Simulated Author's Rebuttal

2 responses · 0 unresolved

We thank the referee for the constructive report and for highlighting the need for more explicit quantitative support. We agree that the central claims would be strengthened by additional numerical outputs and model equations, and we will revise the manuscript to incorporate these elements.

read point-by-point responses
  1. Referee: [Results (coupling of population synthesis and reprocessing framework)] The central claim requires that the 1D population synthesis produces net reconnection heating (after self-regulation by gap opening) that exceeds background levels enough to generate observable excess variability and lag deviations. The manuscript states this outcome but supplies no numerical results from the synthesis, such as trapped sBH column, reconnection luminosity relative to coronal heating, or surface-density thresholds at low-to-moderate Eddington ratios, preventing verification that the signatures are actually produced.

    Authors: We agree that the manuscript would be improved by supplying these numerical results to allow verification. In the revised version we will add a dedicated results subsection (or appendix) that reports the outputs of the 1D population synthesis, including trapped sBH column densities at the migration traps, the ratio of reconnection luminosity to background coronal heating across the explored Eddington-ratio range, and the local surface-density thresholds after gap-opening suppression. These quantities will be shown to exceed the levels needed to produce the reported excess short-timescale variability, flattened structure functions, and lag deviations. revision: yes

  2. Referee: [Methods (population synthesis and reprocessing coupling)] The self-regulated heating description is presented as an independent output that produces flattened structure functions and deviations from τ∝λ^{4/3}. Without explicit equations or parameter values for the reconnection rate, the gap-opening suppression factor, or the resulting heating profile in the reprocessing framework, it is unclear whether these deviations are robust predictions or shaped by choices in the population synthesis.

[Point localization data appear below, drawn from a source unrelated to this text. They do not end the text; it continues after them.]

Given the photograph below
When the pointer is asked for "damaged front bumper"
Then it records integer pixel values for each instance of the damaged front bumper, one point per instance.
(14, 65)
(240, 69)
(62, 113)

    Authors: We acknowledge that the absence of the explicit equations leaves the robustness of the predictions less transparent. We will expand the methods section to include the full expressions for the reconnection rate (based on local magnetic-field strength and plasma-β), the analytic form of the gap-opening suppression factor, and the procedure by which the localized heating profile is injected into the corona-heated reprocessing variability code. A table of all adopted parameter values will also be added so that readers can reproduce and assess the sensitivity of the structure-function and lag results. revision: yes

Circularity Check

0 steps flagged

No significant circularity; derivation is self-contained via model coupling

full rationale

The paper couples a 1D sBH population synthesis model to a corona-heated reprocessing framework and presents the resulting variability signatures (excess short-timescale variability, flattened structure functions, lag deviations) as outputs of that coupling, including the described self-regulation by pile-up enhancement and gap-opening suppression. No equations, fitted parameters renamed as predictions, or load-bearing self-citations are quoted that would make any claimed prediction equivalent to its inputs by construction. The central claim therefore retains independent content from the synthesis-reprocessing link and does not reduce to self-definition or renaming.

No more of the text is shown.